Metrics are trending toward thresholds but have not yet crossed
A new model version was recently deployed (first 7 days)
External factors may affect input data (holidays, campaigns, market events)
A partial data quality issue was fixed but needs verification

How to Adjust

Change monitoring job schedule from daily to every 4 hours (or hourly for critical)
Lower alert thresholds temporarily (e.g., PSI from 0.2 to 0.15)
Enable detailed feature-level drift reports (top 20 features)
Add prediction distribution histograms to the dashboard
Set up a dedicated Slack alert channel for the elevated period

Duration and Exit Criteria

Maintain elevated monitoring for 5-7 days minimum
Exit when metrics are stable for 3 consecutive check-ins
Document the monitoring change and rationale in the ops log
Revert to standard schedule via the monitoring config, not silently

Communication Template

Slack :mag: *Monitoring Frequency Increased* *Model:* [model_name] *Reason:* [brief description] *New schedule:* Every [N] hours (was: daily) *Threshold adjustments:* PSI alert at [value] (was [value]) *Duration:* [start_date] through [end_date] *Exit criteria:* 3 consecutive stable readings No action needed from the team unless alerts fire.
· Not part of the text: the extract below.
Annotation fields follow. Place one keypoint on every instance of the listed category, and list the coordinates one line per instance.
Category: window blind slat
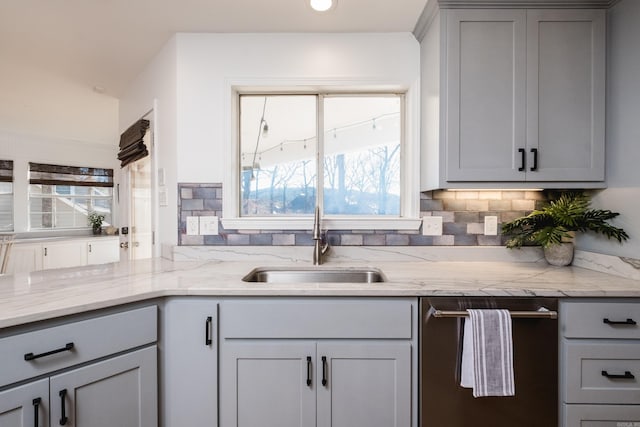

Owner: @[engineer_name]

⏳

Wait and Watch

When the signal is ambiguous and premature action could cause harm

▼

When This Is the Right Response

A single metric blipped once but has not sustained above threshold
The alert coincides with known low-traffic periods (weekends, holidays)
Drift is detected in low-importance features only
Performance metrics remain within acceptable bounds
The anomaly could be caused by a known upstream change that is expected

What "Watch" Means Concretely

Acknowledge the alert in the monitoring system (do not let it go stale)
Set a calendar reminder to re-check in 24 hours
Note the current metric values as a comparison baseline
Review the next 2-3 monitoring reports before closing

Escalation Triggers

The same alert fires again within 48 hours
A second metric enters the yellow zone
Any metric enters the red zone
Stakeholders report user-facing issues that may be related

Communication Template

Slack :eyes: *Alert Acknowledged - Watching* *Model:* [model_name] *Alert:* [metric] = [value] (threshold: [value]) *Assessment:* Likely transient. No performance impact observed. *Action:* Monitoring for next 48 hours. *Escalation if:* Alert recurs or additional metrics degrade. *Next check:* [date/time] *Owner:* @[engineer_name] Will update or escalate as needed.